Comparison

SQE vs DuckDB

The goal isn’t to be DuckDB. SQE is the Iceberg-first analytical engine that runs both as an embedded single binary and as a distributed cluster with OIDC pass-through and policy enforcement. Where SQE matches DuckDB on the embedded side, the same binary scales to a multi-tenant cluster.

Current as of 4 July 2026 · synced from the SQE source

Iceberg matrix · vs Trino · SQL features

What SQE has that DuckDB doesn’t

	SQE	DuckDB
Execution model	embedded and distributed	single process
Per-query OIDC bearer passthrough	yes	no
OPA / Cedar policy (row filters, masks)	yes	no
Multi-catalog in one engine	Polaris · Nessie · Glue · HMS · S3 Tables	extension-by-extension
Iceberg V3 read + write	native	extension, read-only
Arrow Flight SQL wire protocol	yes	extension

DuckDB-inspired, now in SQE

The embedded-mode capabilities SQE grew while chasing DuckDB’s developer ergonomics — all on the same binary that runs the cluster.

Embedded single binary

sqe-cli --embedded, a DuckDB-class single-process engine with a persistent SQLite-backed warehouse at ~/.sqe/warehouse/.

File-format table functions

read_parquet, read_csv (full DuckDB-parity options), and read_json / read_json_auto.

Query a file directly

SELECT * FROM 'file.parquet' auto-detects parquet, csv, and json on local, S3, HTTPS, and hf:// paths.

COPY … TO

Native COPY <source> TO 'file' (FORMAT csv|json|parquet) export, plus CTAS across formats.

Network-transparent access

An httpfs-equivalent for HTTP/HTTPS/S3, the AWS provider chain, Azure ADLS Gen2, GCS, and Cloudflare R2.

HuggingFace hf:// URLs

hf://datasets/owner/name/path with ?revision= / @rev pinning and the @~parquet auto-view.

CSV ergonomics

Extension-based delimiter + codec auto-detect (.tsv, .gz, .zst…) and DuckDB-friendly aliases (sep, delim, header).

SQL niceties

DESCRIBE, SUMMARIZE, SELECT * EXCLUDE (…), and SELECT * REPLACE (… AS col).

See it — DuckDB-style, in SQE

The same file-first ergonomics, in an embedded sqe-cli session.

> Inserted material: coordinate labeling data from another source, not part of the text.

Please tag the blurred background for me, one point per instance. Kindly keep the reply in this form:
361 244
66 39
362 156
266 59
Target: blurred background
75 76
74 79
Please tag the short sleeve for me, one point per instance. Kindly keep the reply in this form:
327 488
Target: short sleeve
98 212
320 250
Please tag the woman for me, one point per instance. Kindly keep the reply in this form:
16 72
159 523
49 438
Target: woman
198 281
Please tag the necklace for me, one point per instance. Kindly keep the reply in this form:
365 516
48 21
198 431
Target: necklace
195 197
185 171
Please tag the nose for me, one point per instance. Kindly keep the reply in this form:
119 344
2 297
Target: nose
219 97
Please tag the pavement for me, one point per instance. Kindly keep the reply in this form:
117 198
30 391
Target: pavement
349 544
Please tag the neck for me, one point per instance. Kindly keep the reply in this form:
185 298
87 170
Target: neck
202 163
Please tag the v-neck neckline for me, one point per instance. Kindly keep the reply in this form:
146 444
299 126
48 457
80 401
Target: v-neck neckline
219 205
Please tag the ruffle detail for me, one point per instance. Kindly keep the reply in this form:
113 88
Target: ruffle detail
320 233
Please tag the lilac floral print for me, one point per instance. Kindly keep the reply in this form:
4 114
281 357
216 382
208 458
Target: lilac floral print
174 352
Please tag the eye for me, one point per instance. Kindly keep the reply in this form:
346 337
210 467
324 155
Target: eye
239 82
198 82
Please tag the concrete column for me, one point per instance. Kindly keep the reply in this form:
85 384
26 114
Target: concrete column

No cluster, no catalog setup.

sqe-cli --embedded

# Query a Parquet file directly — no table, no setup sqe> SELECT count(*) FROM 'data/events.parquet'; ┌──────────┐ │ count(*) │ ├──────────┤ │ 1048576 │ └──────────┘ # read_csv with DuckDB-parity options + gzip auto-detect sqe> SELECT * FROM read_csv('s3://bucket/orders.tsv.gz', header => true) LIMIT 3; # A HuggingFace dataset, straight from the hf:// URL sqe> SELECT * FROM 'hf://datasets/squad/plain_text/train.parquet' LIMIT 5; # Delta Lake with time travel sqe> SELECT * FROM read_delta('/data/delta/sales', version => '5'); # Export results back out sqe> COPY (SELECT * FROM orders WHERE region='EU') TO 'eu.parquet';

What DuckDB still has that SQE doesn’t

Capability	Why not (yet)
FROM-first syntax (`FROM t SELECT …`)	DataFusion parser does not support it
Struct / list / map literal sugar	Partial, nested types work, the literal syntax is less ergonomic
List comprehensions, lambdas	DataFusion does not support them
`PIVOT` / `UNPIVOT`	DataFusion parser does not support it
`ASOF JOIN`	Open upstream issue, not yet landed
`postgres` / `mysql` / `sqlite` connectors	Positioning: SQE is Iceberg-first
`spatial`, `vss`, `fts`, `excel`	Niche, use a purpose-built engine
HuggingFace glob (`*/.parquet`)	In progress, tree-API cache landed, object-store wiring next

Smoke test

Loading DuckDB’s own train_services.parquet over HTTPS, same machine, same network:

1.618sSQE embedded

1.815sDuckDB v1.4.4

Not a benchmark claim — a single-query smoke test that says embedded mode is at least as fast as DuckDB on a basic file load.